Applying the Method
When we answer theological questions, we often find ourselves confronted with a variety of evidence. Some of the evidence will point in one direction while some of the evidence may seem to point in one or more other directions. Because the evidence is of different sorts, it carries different weights.
Weighing the evidence to discover an answer is one of the more difficult challenges in theological method. It is more of an art than a science. It usually involves an element of judgment. When the evidence appears to point in more than one direction, we must allow some of the evidence to explain the rest. In other words, part of the evidence will explain not only our answer, but also the remainder of the evidence.
Previously, I have suggested three methodological principles that should guide us in making these judgments. First, didactic (teaching) passages must explain historical references. Second, clear passages (texts that have only one likely interpretation) must explain obscure passages (texts that have more than one plausible interpretation, but in which no single interpretation is significantly more likely than another). Third, deliberate passages (texts that aim to address the theologian’s question) must explain incidental passages (texts that touch on the question only tangentially).

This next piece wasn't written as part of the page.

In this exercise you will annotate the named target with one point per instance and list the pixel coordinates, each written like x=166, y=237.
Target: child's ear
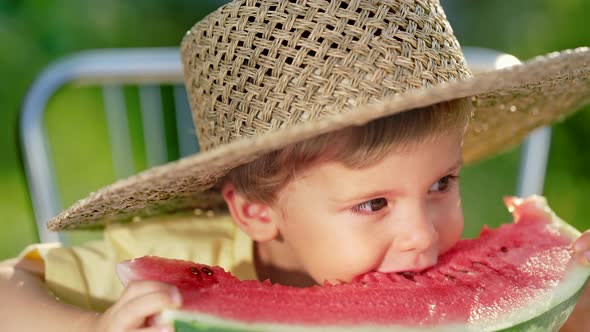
x=253, y=218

These principles need to be illustrated in practice. Therefore, in the present essay I wish to bring them to bear upon a theological question. In doing so, I shall deliberately avoid the issues that have more obvious answers (e.g., the fundamental doctrines). Of course, by selecting a question with a less clear answer I shall open myself to disagreement. That kind of interaction, however, is useful and necessary. Theologians learn through conversation, which is one reason that the best theology is done in community.